In the documentary, Klein said, “Kanye was very angry you know, he was saying, ‘I feel like I wanna smack you’ and ‘You’re exactly like the other Jews’ – almost relishing and reveling in how offensive he could be, using these phrases hoping to hurt me.”

He continues, “I asked him and I said ‘Do you really think Jews are working together to hold you back?’ and he said, ‘Yes, yes I do. But it’s not even a statement that I need to take back because look at all the energy around me right now. Without that statement, I wouldn’t become president.”

Shortly after Ye allegedly made those comments to Klein, they ended their relationship.

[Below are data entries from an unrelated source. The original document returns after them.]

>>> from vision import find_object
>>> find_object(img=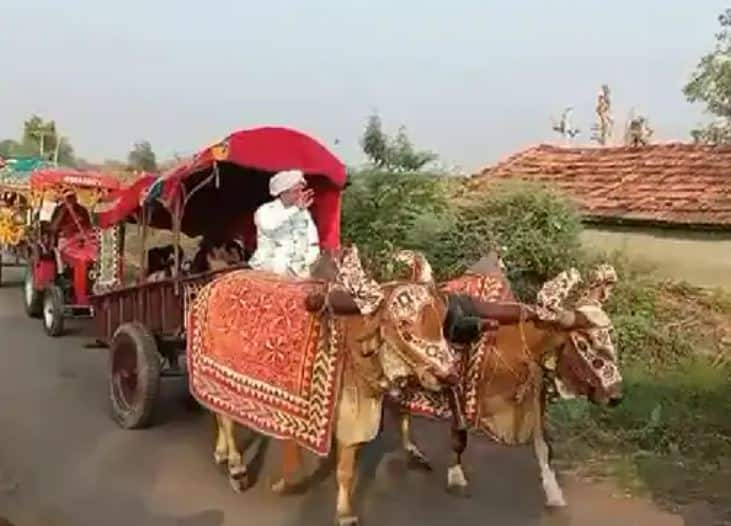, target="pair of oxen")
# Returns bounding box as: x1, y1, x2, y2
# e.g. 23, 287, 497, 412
202, 247, 622, 526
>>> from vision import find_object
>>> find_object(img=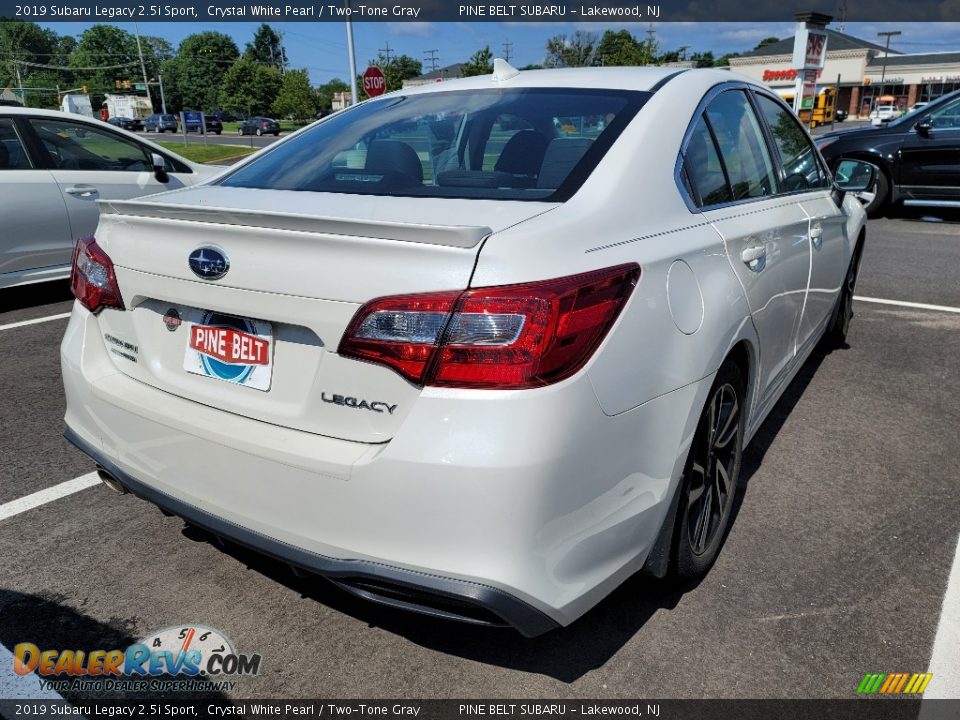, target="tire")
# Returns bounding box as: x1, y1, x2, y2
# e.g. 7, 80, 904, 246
823, 242, 863, 349
671, 360, 746, 584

As appalling and discriminatory as those remarks are, they are in no way shocking. Believe it or not, he’s said more heinous and disgusting things in the last year that unfortunately one up his alleged hateful comments towards Klein.

Remember when he told fellow idiot Alex Jones that he sees “good things in Hitler”? What about the time he was accused of saying that he “loved” Adolf Hitler during his infamous 2018 interview with TMZ? Additionally, let’s not forget that an episode of the LeBron James-produced show, The Shop, didn’t air after Kanye doubled down on his anti-Semitic feelings during the episode.

In an edited-out portion of an interview with Tucker Carlson, while he was still at Fox News, Ye claimed, “The funny thing is I actually can’t be antisemitic because Black people are actually Jew.”

These are all hateful things that the Chicago rapper has done in the last year, so it’s no shock that he’s accused of saying something else just as despicable. The only problem is that we’re all tired of hearing about it.